Search code examples
algorithmlinear-regressiongreatest-common-divisorreal-number

Algorithm to Find Approximate Greatest Common Denominator for Noisy Data?


I have a set of values that are multiples of some greatest common denominator, and I need to find it. If they were exact values I could simply use e.g. Euclid's algorithm to find the GCD. The problem is that they're measurements with non-negligible sampling error, not the exact values, and Euclid's algorithm doesn't work very well (it approximately computes a VERY small GCD that isn't really useful to me). While they can be thought of as points in 2D, the X values are unknown so I can't use linear regression algorithms (though by definition the X values would be integers, so I dunno if that fact might be useful in solving it in some way). Additionally, the true GCD is not necessarily an integer.

How might I be able to compute an approximate GCD?


Solution

  • The problem as posed is somewhat poorly defined. Because, obviously, when you allow approximate real numbers, then there are an infinite number of possible GCDs.

    Let's think of a measurement as a range (start, stop). That's equivalent to saying we measured (start + stop) / 2) with error (stop - start)/2, but turns out to be easy to work with. Here is an example in Python.

    def divisor_ranges (measurement):
        start, stop = measurement
        i = 1
        while stop / (i+1) < start / i:
            yield (start / i, stop / i)
            i += 1
        yield (0, stop / i)
    

    Given a single measurement, we get a series of ranges. where we might find a divisor. We're trying to intersect all of the series, for all of our measurements.
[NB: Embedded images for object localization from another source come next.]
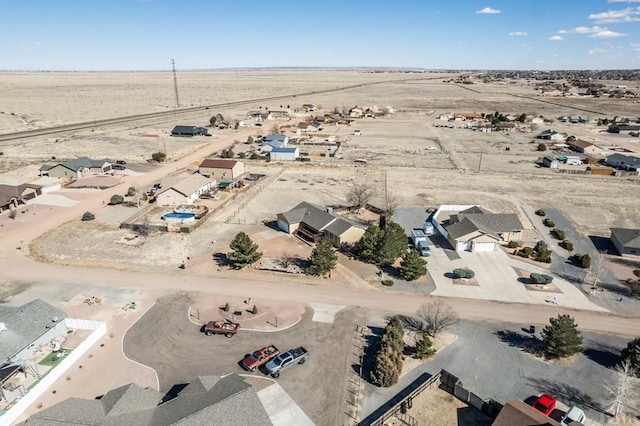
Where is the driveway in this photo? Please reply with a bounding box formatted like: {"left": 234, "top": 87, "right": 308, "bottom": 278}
{"left": 123, "top": 292, "right": 358, "bottom": 426}
{"left": 361, "top": 319, "right": 630, "bottom": 425}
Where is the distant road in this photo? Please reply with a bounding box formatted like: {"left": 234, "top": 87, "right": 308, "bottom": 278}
{"left": 0, "top": 76, "right": 442, "bottom": 142}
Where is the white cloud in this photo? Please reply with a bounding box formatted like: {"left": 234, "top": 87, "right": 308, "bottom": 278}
{"left": 509, "top": 31, "right": 528, "bottom": 36}
{"left": 476, "top": 7, "right": 501, "bottom": 14}
{"left": 590, "top": 30, "right": 627, "bottom": 38}
{"left": 549, "top": 35, "right": 563, "bottom": 41}
{"left": 631, "top": 42, "right": 640, "bottom": 50}
{"left": 588, "top": 7, "right": 640, "bottom": 23}
{"left": 589, "top": 47, "right": 608, "bottom": 54}
{"left": 559, "top": 26, "right": 605, "bottom": 34}
{"left": 608, "top": 0, "right": 640, "bottom": 3}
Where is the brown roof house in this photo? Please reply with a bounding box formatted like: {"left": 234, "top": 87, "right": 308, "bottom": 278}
{"left": 277, "top": 202, "right": 366, "bottom": 247}
{"left": 0, "top": 183, "right": 42, "bottom": 213}
{"left": 443, "top": 206, "right": 524, "bottom": 252}
{"left": 20, "top": 374, "right": 272, "bottom": 426}
{"left": 39, "top": 157, "right": 112, "bottom": 180}
{"left": 155, "top": 174, "right": 212, "bottom": 206}
{"left": 198, "top": 159, "right": 244, "bottom": 179}
{"left": 492, "top": 400, "right": 561, "bottom": 426}
{"left": 567, "top": 139, "right": 603, "bottom": 155}
{"left": 610, "top": 228, "right": 640, "bottom": 257}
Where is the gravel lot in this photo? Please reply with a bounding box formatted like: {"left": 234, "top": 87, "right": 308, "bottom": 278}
{"left": 122, "top": 292, "right": 362, "bottom": 426}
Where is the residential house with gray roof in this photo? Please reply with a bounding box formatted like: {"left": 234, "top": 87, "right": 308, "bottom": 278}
{"left": 277, "top": 201, "right": 366, "bottom": 247}
{"left": 39, "top": 157, "right": 112, "bottom": 180}
{"left": 610, "top": 228, "right": 640, "bottom": 257}
{"left": 20, "top": 374, "right": 272, "bottom": 426}
{"left": 0, "top": 183, "right": 42, "bottom": 212}
{"left": 155, "top": 173, "right": 212, "bottom": 206}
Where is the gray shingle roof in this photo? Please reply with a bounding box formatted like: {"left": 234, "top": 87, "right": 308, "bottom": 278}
{"left": 0, "top": 183, "right": 42, "bottom": 206}
{"left": 22, "top": 374, "right": 272, "bottom": 426}
{"left": 446, "top": 217, "right": 483, "bottom": 240}
{"left": 446, "top": 212, "right": 523, "bottom": 240}
{"left": 325, "top": 217, "right": 358, "bottom": 236}
{"left": 285, "top": 202, "right": 336, "bottom": 232}
{"left": 0, "top": 299, "right": 67, "bottom": 362}
{"left": 63, "top": 157, "right": 111, "bottom": 171}
{"left": 611, "top": 228, "right": 640, "bottom": 249}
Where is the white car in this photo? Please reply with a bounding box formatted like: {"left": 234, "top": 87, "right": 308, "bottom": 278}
{"left": 561, "top": 406, "right": 585, "bottom": 426}
{"left": 426, "top": 146, "right": 437, "bottom": 151}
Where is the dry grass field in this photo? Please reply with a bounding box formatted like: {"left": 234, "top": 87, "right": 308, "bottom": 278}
{"left": 2, "top": 70, "right": 639, "bottom": 270}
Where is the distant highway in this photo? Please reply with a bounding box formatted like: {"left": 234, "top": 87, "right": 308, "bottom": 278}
{"left": 0, "top": 76, "right": 443, "bottom": 142}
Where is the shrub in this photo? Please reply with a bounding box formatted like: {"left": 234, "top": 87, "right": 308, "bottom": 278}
{"left": 109, "top": 194, "right": 124, "bottom": 205}
{"left": 382, "top": 279, "right": 394, "bottom": 286}
{"left": 535, "top": 209, "right": 546, "bottom": 216}
{"left": 127, "top": 187, "right": 136, "bottom": 197}
{"left": 516, "top": 249, "right": 529, "bottom": 258}
{"left": 507, "top": 240, "right": 519, "bottom": 249}
{"left": 81, "top": 211, "right": 95, "bottom": 221}
{"left": 0, "top": 152, "right": 3, "bottom": 156}
{"left": 415, "top": 334, "right": 436, "bottom": 359}
{"left": 530, "top": 273, "right": 553, "bottom": 284}
{"left": 452, "top": 268, "right": 475, "bottom": 279}
{"left": 571, "top": 253, "right": 591, "bottom": 269}
{"left": 223, "top": 303, "right": 229, "bottom": 312}
{"left": 537, "top": 143, "right": 547, "bottom": 151}
{"left": 521, "top": 246, "right": 534, "bottom": 257}
{"left": 543, "top": 218, "right": 555, "bottom": 227}
{"left": 560, "top": 240, "right": 574, "bottom": 251}
{"left": 250, "top": 152, "right": 260, "bottom": 160}
{"left": 238, "top": 152, "right": 246, "bottom": 159}
{"left": 251, "top": 305, "right": 257, "bottom": 314}
{"left": 151, "top": 151, "right": 166, "bottom": 162}
{"left": 551, "top": 229, "right": 565, "bottom": 240}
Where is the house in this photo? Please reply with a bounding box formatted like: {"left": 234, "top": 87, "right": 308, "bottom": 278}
{"left": 171, "top": 126, "right": 211, "bottom": 137}
{"left": 454, "top": 112, "right": 482, "bottom": 121}
{"left": 270, "top": 147, "right": 299, "bottom": 161}
{"left": 39, "top": 157, "right": 112, "bottom": 180}
{"left": 0, "top": 299, "right": 67, "bottom": 364}
{"left": 494, "top": 123, "right": 515, "bottom": 132}
{"left": 198, "top": 159, "right": 244, "bottom": 179}
{"left": 348, "top": 106, "right": 363, "bottom": 118}
{"left": 277, "top": 202, "right": 366, "bottom": 247}
{"left": 20, "top": 374, "right": 272, "bottom": 426}
{"left": 268, "top": 109, "right": 291, "bottom": 120}
{"left": 541, "top": 156, "right": 560, "bottom": 169}
{"left": 567, "top": 139, "right": 602, "bottom": 155}
{"left": 0, "top": 183, "right": 42, "bottom": 212}
{"left": 492, "top": 400, "right": 561, "bottom": 426}
{"left": 605, "top": 153, "right": 640, "bottom": 170}
{"left": 262, "top": 134, "right": 289, "bottom": 149}
{"left": 302, "top": 103, "right": 316, "bottom": 112}
{"left": 610, "top": 228, "right": 640, "bottom": 256}
{"left": 435, "top": 206, "right": 524, "bottom": 252}
{"left": 156, "top": 174, "right": 212, "bottom": 206}
{"left": 537, "top": 129, "right": 568, "bottom": 142}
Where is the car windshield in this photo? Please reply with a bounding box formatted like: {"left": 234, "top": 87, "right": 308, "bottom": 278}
{"left": 535, "top": 401, "right": 549, "bottom": 411}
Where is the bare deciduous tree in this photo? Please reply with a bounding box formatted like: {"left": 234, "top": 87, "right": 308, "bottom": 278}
{"left": 346, "top": 183, "right": 375, "bottom": 212}
{"left": 417, "top": 300, "right": 459, "bottom": 337}
{"left": 383, "top": 193, "right": 401, "bottom": 219}
{"left": 591, "top": 250, "right": 608, "bottom": 289}
{"left": 605, "top": 359, "right": 639, "bottom": 418}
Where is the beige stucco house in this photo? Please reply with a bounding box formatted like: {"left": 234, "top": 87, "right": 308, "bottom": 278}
{"left": 198, "top": 159, "right": 244, "bottom": 179}
{"left": 39, "top": 157, "right": 112, "bottom": 180}
{"left": 156, "top": 174, "right": 212, "bottom": 206}
{"left": 0, "top": 183, "right": 42, "bottom": 212}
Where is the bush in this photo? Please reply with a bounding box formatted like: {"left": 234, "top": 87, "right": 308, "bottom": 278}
{"left": 382, "top": 279, "right": 394, "bottom": 286}
{"left": 507, "top": 240, "right": 519, "bottom": 249}
{"left": 516, "top": 249, "right": 529, "bottom": 258}
{"left": 0, "top": 152, "right": 3, "bottom": 156}
{"left": 250, "top": 152, "right": 260, "bottom": 160}
{"left": 543, "top": 218, "right": 555, "bottom": 227}
{"left": 151, "top": 151, "right": 166, "bottom": 162}
{"left": 537, "top": 143, "right": 547, "bottom": 151}
{"left": 530, "top": 273, "right": 553, "bottom": 284}
{"left": 521, "top": 246, "right": 534, "bottom": 257}
{"left": 571, "top": 253, "right": 591, "bottom": 269}
{"left": 535, "top": 209, "right": 546, "bottom": 216}
{"left": 452, "top": 268, "right": 475, "bottom": 279}
{"left": 560, "top": 240, "right": 574, "bottom": 251}
{"left": 81, "top": 211, "right": 95, "bottom": 221}
{"left": 251, "top": 305, "right": 258, "bottom": 314}
{"left": 109, "top": 194, "right": 124, "bottom": 205}
{"left": 238, "top": 152, "right": 246, "bottom": 159}
{"left": 223, "top": 303, "right": 229, "bottom": 312}
{"left": 415, "top": 334, "right": 436, "bottom": 359}
{"left": 127, "top": 187, "right": 136, "bottom": 197}
{"left": 534, "top": 241, "right": 548, "bottom": 253}
{"left": 551, "top": 229, "right": 565, "bottom": 240}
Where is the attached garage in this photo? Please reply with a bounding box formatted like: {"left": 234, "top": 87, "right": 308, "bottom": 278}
{"left": 472, "top": 241, "right": 497, "bottom": 252}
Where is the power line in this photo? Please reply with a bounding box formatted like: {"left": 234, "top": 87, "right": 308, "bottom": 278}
{"left": 171, "top": 58, "right": 180, "bottom": 108}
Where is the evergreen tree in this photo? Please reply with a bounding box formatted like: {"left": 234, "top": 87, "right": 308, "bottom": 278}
{"left": 356, "top": 225, "right": 382, "bottom": 264}
{"left": 541, "top": 314, "right": 583, "bottom": 358}
{"left": 227, "top": 232, "right": 262, "bottom": 268}
{"left": 621, "top": 337, "right": 640, "bottom": 377}
{"left": 399, "top": 249, "right": 427, "bottom": 281}
{"left": 370, "top": 317, "right": 404, "bottom": 387}
{"left": 377, "top": 222, "right": 408, "bottom": 266}
{"left": 306, "top": 237, "right": 337, "bottom": 276}
{"left": 415, "top": 334, "right": 436, "bottom": 359}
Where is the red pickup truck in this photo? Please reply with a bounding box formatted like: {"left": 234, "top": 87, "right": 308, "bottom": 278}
{"left": 203, "top": 320, "right": 240, "bottom": 338}
{"left": 242, "top": 345, "right": 280, "bottom": 371}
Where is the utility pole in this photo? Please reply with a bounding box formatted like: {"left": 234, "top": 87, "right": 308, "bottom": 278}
{"left": 171, "top": 58, "right": 180, "bottom": 108}
{"left": 477, "top": 150, "right": 484, "bottom": 173}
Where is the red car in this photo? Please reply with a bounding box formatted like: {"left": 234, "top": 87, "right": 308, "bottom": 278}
{"left": 242, "top": 345, "right": 280, "bottom": 371}
{"left": 532, "top": 393, "right": 557, "bottom": 416}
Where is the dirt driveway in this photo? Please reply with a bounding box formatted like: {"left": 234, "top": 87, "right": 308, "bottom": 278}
{"left": 122, "top": 292, "right": 361, "bottom": 426}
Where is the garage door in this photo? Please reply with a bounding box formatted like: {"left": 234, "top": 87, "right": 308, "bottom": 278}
{"left": 457, "top": 241, "right": 471, "bottom": 251}
{"left": 473, "top": 242, "right": 496, "bottom": 252}
{"left": 276, "top": 219, "right": 290, "bottom": 233}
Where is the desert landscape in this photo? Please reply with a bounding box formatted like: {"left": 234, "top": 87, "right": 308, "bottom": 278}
{"left": 2, "top": 69, "right": 640, "bottom": 426}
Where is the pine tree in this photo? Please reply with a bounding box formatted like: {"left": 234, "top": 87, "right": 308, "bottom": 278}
{"left": 227, "top": 232, "right": 262, "bottom": 268}
{"left": 541, "top": 314, "right": 583, "bottom": 358}
{"left": 370, "top": 317, "right": 404, "bottom": 387}
{"left": 377, "top": 222, "right": 408, "bottom": 266}
{"left": 356, "top": 225, "right": 381, "bottom": 264}
{"left": 415, "top": 334, "right": 436, "bottom": 359}
{"left": 306, "top": 236, "right": 337, "bottom": 276}
{"left": 621, "top": 337, "right": 640, "bottom": 377}
{"left": 399, "top": 249, "right": 427, "bottom": 281}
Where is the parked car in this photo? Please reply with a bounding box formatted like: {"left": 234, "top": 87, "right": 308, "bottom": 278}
{"left": 115, "top": 160, "right": 127, "bottom": 165}
{"left": 112, "top": 164, "right": 126, "bottom": 170}
{"left": 265, "top": 346, "right": 308, "bottom": 378}
{"left": 532, "top": 393, "right": 556, "bottom": 416}
{"left": 242, "top": 345, "right": 280, "bottom": 372}
{"left": 561, "top": 406, "right": 586, "bottom": 426}
{"left": 202, "top": 320, "right": 240, "bottom": 338}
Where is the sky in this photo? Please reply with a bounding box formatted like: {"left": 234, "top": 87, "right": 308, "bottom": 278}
{"left": 1, "top": 0, "right": 639, "bottom": 71}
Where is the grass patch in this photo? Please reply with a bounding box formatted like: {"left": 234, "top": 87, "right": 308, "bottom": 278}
{"left": 38, "top": 349, "right": 72, "bottom": 366}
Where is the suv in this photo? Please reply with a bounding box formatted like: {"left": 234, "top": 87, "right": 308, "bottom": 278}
{"left": 532, "top": 393, "right": 556, "bottom": 416}
{"left": 561, "top": 406, "right": 585, "bottom": 425}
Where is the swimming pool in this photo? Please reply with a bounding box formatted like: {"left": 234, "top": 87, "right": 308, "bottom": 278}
{"left": 162, "top": 211, "right": 195, "bottom": 219}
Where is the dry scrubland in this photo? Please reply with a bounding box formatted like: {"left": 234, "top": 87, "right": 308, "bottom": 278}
{"left": 1, "top": 71, "right": 639, "bottom": 267}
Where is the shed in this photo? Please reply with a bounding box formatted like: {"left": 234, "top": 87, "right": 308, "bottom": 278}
{"left": 270, "top": 147, "right": 299, "bottom": 161}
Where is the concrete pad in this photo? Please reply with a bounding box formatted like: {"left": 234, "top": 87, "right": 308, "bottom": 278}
{"left": 27, "top": 194, "right": 79, "bottom": 207}
{"left": 257, "top": 229, "right": 283, "bottom": 241}
{"left": 309, "top": 303, "right": 345, "bottom": 323}
{"left": 258, "top": 381, "right": 314, "bottom": 426}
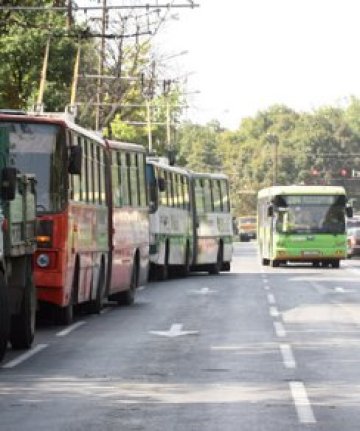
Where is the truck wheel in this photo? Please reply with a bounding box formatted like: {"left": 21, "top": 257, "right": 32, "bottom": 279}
{"left": 0, "top": 272, "right": 9, "bottom": 361}
{"left": 10, "top": 269, "right": 36, "bottom": 349}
So let's try to get just the part of this that intersects wth a given range.

    def divisor_ranges_in_range (measurement, range_measurement):
        start, stop = measurement
        range_start, range_stop = range_measurement
        i = math.ceil(start / range_stop)
        while True:
            if stop / i <= range_start:
                break # Too small
            elif stop / (i+1) < start / i:
                yield (max(range_start, start/i), min(range_stop, stop/i))
                i += 1
            else:
                yield (range_start, min(range_stop, stop/i))
                break # Just issued our final range.
    

    And now we can combine these recursively to find where common divisors are.

    def common_divisor_ranges (measurements):
        if len(measurements) == 1:
            yield from divisor_ranges(measurements[0])
        elif 1 < len(measurements):
            measurement = measurements[0]
            for range_measurement in common_divisor_ranges(measurements[1:]):
                yield from divisor_ranges_in_range(measurement, range_measurement)
    

    And now we can find a plausible answer quite easily.

    def gcd (measurements):
        for answer in common_divisor_ranges(measurements):
            return (answer[0] + answer[1])/2
    

    And as a demonstration:

    print(gcd([(98, 102), (50, 52), (129, 133)]))
    

    Which will quickly find 10.1 as our GCD. Corresponding to the actual values 10*10.1 = 101, 5*10.1 = 50.5, 13*10.1 = 131.3.

    I suspect that there are hidden requirements. For example the fact that your measurements are integers, suggests that you might want the underlying values to be integers. That would require additional logic to come up with candidate GCDs out of a range where common divisors can be found.